Il sorriso mi rimase.

-Ma, mi è tornato in mente perché.. tu assomigli tantissimo al protagonista. Rei Kashino..- sospirai, mi misi a giocherellare con un filo del mio poncho nero.

-Hm.. bhè, scommetto che però, il carattere non è affatto compatibile..- si grattò ora un poco dietro alla nuca con distrazione.

-Una sua frase è: "Ho pensato un attimo che... se posso provare una sensazione del genere allora non ho più paura di morire" e me l’hai fatto venire in mente dal tuo modo di fare e da prima.. Quando stavi sul parapetto, prima.. e abbiamo iniziato a parlare..- dissi sospirando e guardando in un punto imprecisato del pavimento.

-Se lo dici tu..- mormorò lui, e seguì il mio sguardo, cercando di capire dove guardavo.

-I lucchetti..- mormorai alzandomi in piedi e avvicinandomi a quelli.

-Non capisco più ora.. perché mai questi oggetti dovevano farmi male?.. Mi sentivo nauseata non appena li guardavo anche solo di striscio..- poi capii e di colpo lasciai cadere il lucchetto che avevo appena preso in mano da terra. Possibile che..!?

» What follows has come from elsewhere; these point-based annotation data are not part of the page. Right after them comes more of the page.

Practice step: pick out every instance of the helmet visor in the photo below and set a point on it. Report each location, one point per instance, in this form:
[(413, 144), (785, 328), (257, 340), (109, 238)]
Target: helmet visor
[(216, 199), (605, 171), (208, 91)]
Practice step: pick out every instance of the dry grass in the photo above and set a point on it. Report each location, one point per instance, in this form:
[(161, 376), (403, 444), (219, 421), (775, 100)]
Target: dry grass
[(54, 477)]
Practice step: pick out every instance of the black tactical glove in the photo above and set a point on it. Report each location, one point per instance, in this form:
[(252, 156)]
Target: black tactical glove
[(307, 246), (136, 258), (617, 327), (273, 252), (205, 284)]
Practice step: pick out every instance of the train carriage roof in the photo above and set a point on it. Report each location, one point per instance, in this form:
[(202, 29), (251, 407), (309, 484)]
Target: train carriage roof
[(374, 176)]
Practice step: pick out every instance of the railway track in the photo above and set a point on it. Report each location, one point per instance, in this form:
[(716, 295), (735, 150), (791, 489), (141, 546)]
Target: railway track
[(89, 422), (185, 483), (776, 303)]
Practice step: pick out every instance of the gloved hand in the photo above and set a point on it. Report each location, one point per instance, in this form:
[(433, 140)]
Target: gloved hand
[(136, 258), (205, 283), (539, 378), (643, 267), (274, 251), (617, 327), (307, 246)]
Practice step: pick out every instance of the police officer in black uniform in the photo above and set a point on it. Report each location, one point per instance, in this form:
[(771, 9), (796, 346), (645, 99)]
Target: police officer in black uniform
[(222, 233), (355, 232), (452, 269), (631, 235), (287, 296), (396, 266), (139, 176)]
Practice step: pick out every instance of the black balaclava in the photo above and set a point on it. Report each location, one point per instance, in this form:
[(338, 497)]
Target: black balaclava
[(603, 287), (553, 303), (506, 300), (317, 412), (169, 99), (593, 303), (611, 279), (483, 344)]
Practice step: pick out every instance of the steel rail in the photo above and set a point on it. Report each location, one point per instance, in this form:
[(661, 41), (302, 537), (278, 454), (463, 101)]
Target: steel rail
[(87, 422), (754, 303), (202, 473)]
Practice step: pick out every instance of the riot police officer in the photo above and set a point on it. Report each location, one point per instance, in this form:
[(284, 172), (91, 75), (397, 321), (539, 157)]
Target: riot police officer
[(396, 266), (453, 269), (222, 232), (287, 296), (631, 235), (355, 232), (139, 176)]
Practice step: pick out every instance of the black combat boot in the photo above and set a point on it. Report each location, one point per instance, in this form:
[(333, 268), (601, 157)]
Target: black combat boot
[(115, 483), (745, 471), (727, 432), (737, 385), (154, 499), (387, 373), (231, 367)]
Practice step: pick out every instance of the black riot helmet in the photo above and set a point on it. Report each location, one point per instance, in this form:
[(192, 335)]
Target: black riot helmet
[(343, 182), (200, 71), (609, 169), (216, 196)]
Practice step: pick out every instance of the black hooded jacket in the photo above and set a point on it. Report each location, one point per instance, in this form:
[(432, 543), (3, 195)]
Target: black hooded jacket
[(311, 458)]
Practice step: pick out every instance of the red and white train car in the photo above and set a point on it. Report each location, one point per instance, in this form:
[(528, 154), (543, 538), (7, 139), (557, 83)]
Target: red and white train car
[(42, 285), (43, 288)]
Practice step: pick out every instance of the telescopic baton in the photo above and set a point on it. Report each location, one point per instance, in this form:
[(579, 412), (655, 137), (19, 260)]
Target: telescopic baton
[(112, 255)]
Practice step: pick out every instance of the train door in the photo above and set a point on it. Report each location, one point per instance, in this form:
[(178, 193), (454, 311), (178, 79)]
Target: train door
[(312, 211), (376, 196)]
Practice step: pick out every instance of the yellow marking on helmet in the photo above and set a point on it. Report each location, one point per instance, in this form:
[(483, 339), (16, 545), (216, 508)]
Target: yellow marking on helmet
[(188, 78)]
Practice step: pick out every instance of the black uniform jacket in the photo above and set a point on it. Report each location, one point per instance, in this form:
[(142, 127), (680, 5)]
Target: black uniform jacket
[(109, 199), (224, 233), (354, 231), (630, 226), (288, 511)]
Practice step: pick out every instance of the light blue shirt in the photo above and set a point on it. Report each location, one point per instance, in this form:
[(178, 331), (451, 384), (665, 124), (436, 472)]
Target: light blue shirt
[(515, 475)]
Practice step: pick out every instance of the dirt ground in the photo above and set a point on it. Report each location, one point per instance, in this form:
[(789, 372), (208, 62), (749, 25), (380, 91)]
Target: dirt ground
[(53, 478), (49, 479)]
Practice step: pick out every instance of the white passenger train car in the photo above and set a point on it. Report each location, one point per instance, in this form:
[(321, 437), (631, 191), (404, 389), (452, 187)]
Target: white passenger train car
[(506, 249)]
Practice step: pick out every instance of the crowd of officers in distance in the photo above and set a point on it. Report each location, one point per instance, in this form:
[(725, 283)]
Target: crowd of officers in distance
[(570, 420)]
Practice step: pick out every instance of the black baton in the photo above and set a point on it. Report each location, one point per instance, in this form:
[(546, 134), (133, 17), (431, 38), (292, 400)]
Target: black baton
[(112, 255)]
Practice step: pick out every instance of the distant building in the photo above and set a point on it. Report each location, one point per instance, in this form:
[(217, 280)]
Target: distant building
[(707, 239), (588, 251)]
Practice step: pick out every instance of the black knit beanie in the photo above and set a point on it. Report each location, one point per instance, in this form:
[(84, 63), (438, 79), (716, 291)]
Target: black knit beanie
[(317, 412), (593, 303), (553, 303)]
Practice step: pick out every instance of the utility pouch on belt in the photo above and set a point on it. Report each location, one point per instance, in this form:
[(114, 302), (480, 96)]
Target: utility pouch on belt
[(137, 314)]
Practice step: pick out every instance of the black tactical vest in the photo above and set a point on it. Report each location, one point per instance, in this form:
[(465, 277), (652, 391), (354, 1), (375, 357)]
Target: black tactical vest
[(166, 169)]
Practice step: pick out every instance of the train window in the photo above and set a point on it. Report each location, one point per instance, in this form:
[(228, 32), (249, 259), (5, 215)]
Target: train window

Abbassai lo sguardo e mi abbracciai le braccia da sola, ancora. Le lacrime di nuovo negli occhi.

-Già, ho capito.. ero solo gelosa..- mormorai mentre tentavo di guardare tutti quei lucchetti per terra. Promesse svanite per molti ora..- ero gelosa di ciò che loro avevano e io no.. gelosa delle loro facce felici e contente.. della loro spensieratezza.. e gelosa di non poter, anche io come loro, attaccare un lucchetto qui con loro..- lacrimai ancora un poco. Ero stata davvero un’idiota.

Mi tolsi subito il poncho guardandomi poi attorno se vi era gente o no. La fortuna volle che non vi era nessuno.

Posai il poncho a terra e vi misi dentro i lucchetti, i pezzi più importanti, d’orati, e scritti. Li misi bene e li arrotolai nel poncho scuro.

-Devo a loro delle scuse..- mormorai voltandomi verso di lui. Lo vidi sorridere un poco.